Hughes Electronics, which owns DirecTV, and EchoStar Communications, owner of Dish Network, reported 1999 revenues of $3.8 billion and $1.6 billion, respectively.

The 16 publicly reporting networks posted revenues of $11.7 billion, up 8.3% from the previous year. The 14 basic and pay programmers posted revenue increases of 8.4% to $11.2 billion due to increases in license fees charged to operators and customers. Improved ratings and ad rates also contributed to the rise in revenues last year, according to Veronis Suhler.

Time Warner, the world's largest cable network programmer, posted revenues of $6.1 billion, which accounted for 54.5% of the network segment totals. Viacom generated $3 billion in revenues last year, giving it a 27.2% market share.

Assets at all the 47 publicly reporting companies nearly doubled to $297.2 billion in 1999, up from $152 billion in 1998, mainly due to AT&T, which doubled its assets by buying Tele-Communications Inc. last year.

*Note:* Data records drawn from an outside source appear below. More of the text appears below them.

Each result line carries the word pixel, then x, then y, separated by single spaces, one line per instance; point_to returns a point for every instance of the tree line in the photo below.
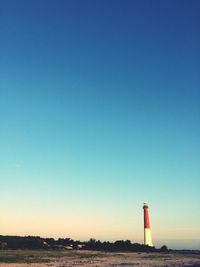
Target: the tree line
pixel 36 242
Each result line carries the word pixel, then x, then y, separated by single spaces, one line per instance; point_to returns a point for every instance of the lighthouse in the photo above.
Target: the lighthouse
pixel 147 230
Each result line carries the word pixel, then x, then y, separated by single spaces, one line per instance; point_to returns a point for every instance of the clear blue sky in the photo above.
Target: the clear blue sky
pixel 99 111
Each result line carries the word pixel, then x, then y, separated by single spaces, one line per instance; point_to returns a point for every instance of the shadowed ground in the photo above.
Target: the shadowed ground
pixel 24 258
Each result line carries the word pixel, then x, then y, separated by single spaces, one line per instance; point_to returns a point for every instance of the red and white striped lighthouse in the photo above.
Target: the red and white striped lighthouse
pixel 147 230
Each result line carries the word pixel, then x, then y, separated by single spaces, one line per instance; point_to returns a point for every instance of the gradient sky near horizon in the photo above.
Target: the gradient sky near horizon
pixel 99 112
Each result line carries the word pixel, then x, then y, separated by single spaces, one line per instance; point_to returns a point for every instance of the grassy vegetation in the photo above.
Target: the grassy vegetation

The networks as a whole surpassed the providers last year when it came to asset growth, increasing 152.8% over 1998 totals. Following the increase in assets, depreciation and amortization notched a 23.6% increase to $10.4 billion vs. $8.4 billion in 1998.

The total adjusted operating income for cable and satellite companies slipped sharply from the previous year, however. This is mainly due to significant one-time charges at AT&T, the sale of assets by Time Warner and losses racked up by DBS providers.